OPINION: The Taoiseach breaks his ‘covenant’
The blunt confession from Enda Kenny to the Dáil yesterday afternoon has brought full circle that “covenant” he entered into with the Irish people — on his first day as Taoiseach — to tell them the truth, no matter what the cost.
“The new Government will tell the people the truth regardless of how unwelcome or difficult that might be. We will tell it constantly and unreservedly. It is the only way because the people always have a right to know,” he said in March 2011.
In his admission yesterday that things were not done properly in Fine Gael’s nomination process for the Seanad by-election, he tried to draw a line under the damaging controversy. But Mr Kenny has still left many gaps in the story of how John McNulty came to be appointed to the Irish Museum of Modern Art board while planning to run for the Seanad.
He is laying the blame firmly at the door of his “senior party officials” who are not being named and will not be reprimanded for “the manner in which they handled” matters which — in the Taoiseach’s own assessment — are “below” usual standards.
The information available so far is that Mr Kenny interviewed Mr McNulty on a one-on-one basis, to establish his suitability to take up a seat on the Seanad Cultural Panel. The Donegal man suggested that he would like to take up a position on a board of a cultural institution. This didn’t matter, according to a spokesperson, because “the Taoiseach was satisfied on [the] basis of McNulty’s CV that he was suitable for the cultural panel”.

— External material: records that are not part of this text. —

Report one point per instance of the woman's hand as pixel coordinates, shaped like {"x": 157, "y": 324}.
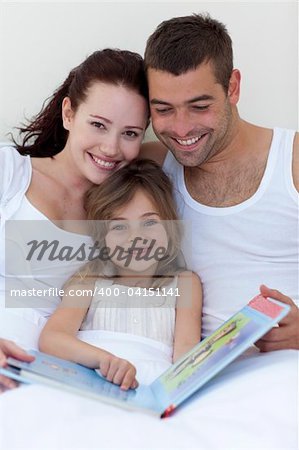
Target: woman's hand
{"x": 9, "y": 348}
{"x": 118, "y": 371}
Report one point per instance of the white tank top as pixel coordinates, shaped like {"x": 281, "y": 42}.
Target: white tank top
{"x": 235, "y": 249}
{"x": 41, "y": 272}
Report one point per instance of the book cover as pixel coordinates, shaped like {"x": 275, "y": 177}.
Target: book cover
{"x": 174, "y": 386}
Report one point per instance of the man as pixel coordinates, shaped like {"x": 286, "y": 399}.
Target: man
{"x": 237, "y": 183}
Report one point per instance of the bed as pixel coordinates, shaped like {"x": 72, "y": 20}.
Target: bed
{"x": 252, "y": 404}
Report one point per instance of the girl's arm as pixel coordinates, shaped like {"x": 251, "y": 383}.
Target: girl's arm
{"x": 188, "y": 314}
{"x": 58, "y": 338}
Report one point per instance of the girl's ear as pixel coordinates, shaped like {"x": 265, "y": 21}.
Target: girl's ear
{"x": 67, "y": 113}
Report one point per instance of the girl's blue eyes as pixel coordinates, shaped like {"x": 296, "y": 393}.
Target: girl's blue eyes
{"x": 101, "y": 126}
{"x": 98, "y": 124}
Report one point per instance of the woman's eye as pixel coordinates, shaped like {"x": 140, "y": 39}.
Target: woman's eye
{"x": 131, "y": 133}
{"x": 150, "y": 223}
{"x": 162, "y": 110}
{"x": 98, "y": 125}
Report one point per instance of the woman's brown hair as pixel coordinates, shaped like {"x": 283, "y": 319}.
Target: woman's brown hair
{"x": 45, "y": 135}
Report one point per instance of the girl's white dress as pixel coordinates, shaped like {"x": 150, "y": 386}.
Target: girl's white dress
{"x": 133, "y": 310}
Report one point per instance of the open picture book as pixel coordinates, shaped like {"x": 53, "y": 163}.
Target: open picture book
{"x": 177, "y": 383}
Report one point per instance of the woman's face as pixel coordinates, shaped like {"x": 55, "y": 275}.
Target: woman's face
{"x": 105, "y": 131}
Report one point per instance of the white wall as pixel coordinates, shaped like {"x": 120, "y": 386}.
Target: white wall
{"x": 41, "y": 41}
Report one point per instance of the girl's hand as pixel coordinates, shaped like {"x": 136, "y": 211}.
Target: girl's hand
{"x": 9, "y": 348}
{"x": 118, "y": 371}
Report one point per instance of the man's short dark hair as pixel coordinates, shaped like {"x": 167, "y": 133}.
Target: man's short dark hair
{"x": 183, "y": 43}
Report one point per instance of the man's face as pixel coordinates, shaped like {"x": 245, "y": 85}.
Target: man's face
{"x": 191, "y": 113}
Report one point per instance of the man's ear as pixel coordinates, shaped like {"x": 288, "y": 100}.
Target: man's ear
{"x": 67, "y": 113}
{"x": 234, "y": 87}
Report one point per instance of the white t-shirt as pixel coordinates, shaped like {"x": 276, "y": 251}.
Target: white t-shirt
{"x": 21, "y": 223}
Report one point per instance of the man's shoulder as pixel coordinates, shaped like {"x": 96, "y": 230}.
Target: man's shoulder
{"x": 153, "y": 150}
{"x": 296, "y": 161}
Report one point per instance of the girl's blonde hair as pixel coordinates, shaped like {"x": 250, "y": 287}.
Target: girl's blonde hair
{"x": 103, "y": 200}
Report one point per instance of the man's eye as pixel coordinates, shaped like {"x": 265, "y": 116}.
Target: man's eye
{"x": 200, "y": 108}
{"x": 162, "y": 110}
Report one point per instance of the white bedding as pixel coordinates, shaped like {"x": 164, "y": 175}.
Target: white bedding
{"x": 252, "y": 404}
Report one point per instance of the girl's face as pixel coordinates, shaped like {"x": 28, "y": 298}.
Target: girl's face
{"x": 105, "y": 131}
{"x": 136, "y": 237}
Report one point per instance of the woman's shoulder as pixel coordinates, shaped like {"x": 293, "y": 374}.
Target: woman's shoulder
{"x": 15, "y": 171}
{"x": 188, "y": 278}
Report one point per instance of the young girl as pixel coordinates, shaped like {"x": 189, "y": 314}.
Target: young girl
{"x": 134, "y": 220}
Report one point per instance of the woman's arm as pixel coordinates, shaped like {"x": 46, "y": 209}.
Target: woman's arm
{"x": 188, "y": 314}
{"x": 58, "y": 338}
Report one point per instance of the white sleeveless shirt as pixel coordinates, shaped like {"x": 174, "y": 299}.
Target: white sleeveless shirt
{"x": 20, "y": 223}
{"x": 238, "y": 248}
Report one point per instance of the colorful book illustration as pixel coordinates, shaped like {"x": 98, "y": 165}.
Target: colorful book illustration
{"x": 174, "y": 386}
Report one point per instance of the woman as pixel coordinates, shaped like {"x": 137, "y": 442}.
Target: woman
{"x": 93, "y": 124}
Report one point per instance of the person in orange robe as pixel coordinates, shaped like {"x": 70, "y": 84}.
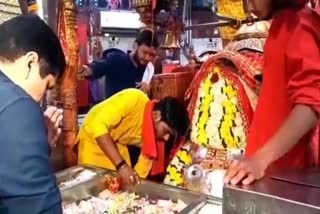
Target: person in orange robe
{"x": 288, "y": 109}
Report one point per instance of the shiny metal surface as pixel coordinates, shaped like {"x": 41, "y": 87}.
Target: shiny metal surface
{"x": 307, "y": 177}
{"x": 271, "y": 197}
{"x": 145, "y": 188}
{"x": 72, "y": 172}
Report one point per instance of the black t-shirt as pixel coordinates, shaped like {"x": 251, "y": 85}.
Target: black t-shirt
{"x": 27, "y": 184}
{"x": 119, "y": 70}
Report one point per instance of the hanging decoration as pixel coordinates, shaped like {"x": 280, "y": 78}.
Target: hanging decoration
{"x": 145, "y": 9}
{"x": 67, "y": 33}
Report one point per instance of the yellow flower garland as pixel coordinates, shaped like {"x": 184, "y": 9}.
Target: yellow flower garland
{"x": 216, "y": 123}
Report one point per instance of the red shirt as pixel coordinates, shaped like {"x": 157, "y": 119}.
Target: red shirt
{"x": 291, "y": 75}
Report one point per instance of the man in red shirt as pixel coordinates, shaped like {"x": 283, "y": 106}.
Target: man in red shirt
{"x": 289, "y": 104}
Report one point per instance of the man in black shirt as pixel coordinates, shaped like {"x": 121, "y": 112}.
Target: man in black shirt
{"x": 124, "y": 71}
{"x": 31, "y": 60}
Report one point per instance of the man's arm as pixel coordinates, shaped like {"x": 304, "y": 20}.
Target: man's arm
{"x": 300, "y": 121}
{"x": 98, "y": 68}
{"x": 27, "y": 182}
{"x": 302, "y": 71}
{"x": 117, "y": 107}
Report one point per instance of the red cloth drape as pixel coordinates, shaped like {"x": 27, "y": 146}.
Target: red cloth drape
{"x": 291, "y": 75}
{"x": 150, "y": 146}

“After that interview, the Taoiseach’s involvement in the subsequent process was non-existent. He then trusted his officials to carry on with the nomination process,” he said.
In what we are led to believe was an entirely parallel process, unnamed Fine Gael senior officials passed Mr McNulty’s CV to Arts Minister Heather Humphreys.
Did they do so at the request of the Taoiseach? Not that his spokesperson was aware of.
Was Mr McNulty’s request to the Taoiseach to be placed on a cultural board entirely separate from his FG officials suggestion to the arts minister that she give him a job? Yes.
So how did they find out about his interest in joining a board? “You’ll have to ask them,” journalists were told.
The problem is those officials are not being identified. Ms Humphreys said that Fine Gael officials “made me aware of John McNulty’s interest in serving on a board under my remit”. Having looked at his qualifications she decided to appoint him “on merit”. She did not know he was going to be a Seanad candidate.
A spokesperson for the Taoiseach said he is entitled to be unhappy with his officials, without turning it into a witch-hunt.
The people who put him in office might argue they are entitled to the full account of what happened.